The Natural Resources Access Regulator (NRAR) is the independent water regulator in New South Wales, responsible for enforcing the state’s water laws.

== History ==
=== 2017–2018 ===
NRAR was established in 2017 under the Natural Resources Access Regulator Act 2017 (NRAR Act) to address the need for a dedicated body to oversee water compliance in NSW. The creation of NRAR was part of a broader effort to enhance the transparency and effectiveness of water regulation in the state.

NRAR was established following Ken Matthews’ investigation into water management and compliance conducted in 2017. The Matthews report was commissioned in response to the 2017 ABC Four Corners program Pumped, which contained allegations of water mismanagement in the Barwon-Darling region of NSW.

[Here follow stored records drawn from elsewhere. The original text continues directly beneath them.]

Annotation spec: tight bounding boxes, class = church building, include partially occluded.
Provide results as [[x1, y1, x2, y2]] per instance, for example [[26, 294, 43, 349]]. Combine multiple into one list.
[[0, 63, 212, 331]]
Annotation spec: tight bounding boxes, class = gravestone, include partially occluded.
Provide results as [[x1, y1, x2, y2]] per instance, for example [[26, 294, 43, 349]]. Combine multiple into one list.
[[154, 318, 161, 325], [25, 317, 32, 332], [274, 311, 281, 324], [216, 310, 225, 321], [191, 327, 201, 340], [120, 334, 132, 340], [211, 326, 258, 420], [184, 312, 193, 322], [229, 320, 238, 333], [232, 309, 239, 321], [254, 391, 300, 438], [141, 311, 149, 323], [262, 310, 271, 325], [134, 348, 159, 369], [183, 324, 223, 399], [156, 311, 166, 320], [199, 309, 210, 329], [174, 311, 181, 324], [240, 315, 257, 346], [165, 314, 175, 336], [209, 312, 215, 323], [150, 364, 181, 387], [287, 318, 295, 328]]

The Government accepted the Matthews Report recommendations in full. Following the report, it was decided that new policy should be implemented. This resulted in the Water Reform Action Plan (WRAP) being put into place. A key component of the WRAP was to establish an independent water compliance authority. NRAR was established to fulfil this action, and the organisation commenced operations on 30 April 2018.

=== 2018–present ===
From April 2018 onwards, NRAR was given sole responsibility for enforcement of water management legislation in NSW. Prior to NRAR, compliance functions were split between the NSW Department of Climate Change, Energy, the Environment and Water, formerly DPI Water, and WaterNSW.

== Structure ==
NRAR is a NSW Government law enforcement agency, which sits within the NSW Department of Climate Change, Energy, the Environment and Water (DCCEEW).

NRAR’s independent board leads its strategic directions, compliance and enforcement functions. The board is appointed by and reports to the Minister for Water. Any directions by the minister must be made in accordance with the provisions of the NRAR Act. NRAR’s Board has been chaired by Craig Knowles since inception.

The regulator's day-to-day operations are led by its Chief Regulatory Officer (CRO) and executive. NRAR’s CRO position has been held by Grant Barnes since the agency was established.

== Activities ==
The vision of NRAR is to ensure "sustainable and fair water regulation for NSW." The agency enforces New South Wales water laws to ensure that the environment, communities and industries all receive their fair share.

NRAR regulates the taking of water, the building and use of water management works, how water is used and activities that take place on waterfront land. The operations of NRAR are supported by various teams specialising in compliance, investigations, education, and outreach.

One of the key ways NRAR monitors NSW for potential breaches of the water laws is by using remote sensing technology.

When addressing non-compliance, the regulator makes use of a tiered framework referred to as the pyramid approach. In this model, the severity of responses escalates with the increasing impact of non-compliance as one progresses up the pyramid.

Since 2019, the agency has been notable for initiating numerous prosecutions and influencing behavioural changes in NSW.

== Legislation ==
NRAR’s current responsibilities are governed by legislation including the NRAR Act, the Water Management Act 2000, the Water Act 1912 and associated regulations.